Date of Award

Spring 1997

Document Type

Dissertation - Restricted

Degree Name

Doctor of Philosophy (PhD)


Mechanical Engineering

First Advisor

Rice, James

Second Advisor

Widera, G. E. O.

Third Advisor

Reid, Robert


A stochastic, multi-objective job shop production scheduling model is developed in this research. The prediction of the impact of future scheduling decisions becomes uncertain because of the high integration among the scheduling constraints and the uncertainty of uncontrollable and unpredictable facts. Uncertainties from different sources in the production environment are taken into consideration. Uncontrollable and unpredictable facts include changes in order priorities, processing times, machine availability, delivery delays in raw materials, random yields, defective parts, and so forth. In order to capture the uncertainty in job shop environments, uncertainty is put explicitly into the scheduling model through the representation of the job and machine idle times as probability density functions. A set of heuristics is developed to promote a solution strategy that requires less time and effort than traditional approaches. The heuristics are developed to offset job and machine duration variances. They promote useful properties to direct the search towards the prioritization of scheduling alternatives that dynamically seem to promote the minimization of overall idle times.
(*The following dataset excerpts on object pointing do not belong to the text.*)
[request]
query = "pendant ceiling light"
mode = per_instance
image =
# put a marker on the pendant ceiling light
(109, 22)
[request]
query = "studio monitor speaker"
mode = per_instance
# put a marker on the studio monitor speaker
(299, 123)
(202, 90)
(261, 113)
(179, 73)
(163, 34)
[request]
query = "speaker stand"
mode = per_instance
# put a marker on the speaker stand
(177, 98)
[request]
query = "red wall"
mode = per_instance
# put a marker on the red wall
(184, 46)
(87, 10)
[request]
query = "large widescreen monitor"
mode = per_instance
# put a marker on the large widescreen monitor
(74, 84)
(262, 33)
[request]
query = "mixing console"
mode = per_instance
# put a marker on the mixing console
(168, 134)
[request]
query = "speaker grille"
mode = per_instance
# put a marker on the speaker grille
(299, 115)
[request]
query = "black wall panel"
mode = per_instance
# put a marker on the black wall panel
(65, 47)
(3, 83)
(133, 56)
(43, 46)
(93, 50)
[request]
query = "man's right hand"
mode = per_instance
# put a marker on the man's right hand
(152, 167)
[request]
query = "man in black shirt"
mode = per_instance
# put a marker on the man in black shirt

The strategy for the prioritization of the scheduling alternatives is based upon the maximization of the probability of minimizing overall idle times. An evaluation function is designed to combine and evaluate the expected contributions each alternative's job and machine offers. To evaluate the performance of the model, several well known job-shop problems were tested, and the makespan obtained by the model was compared with the optimal solutions.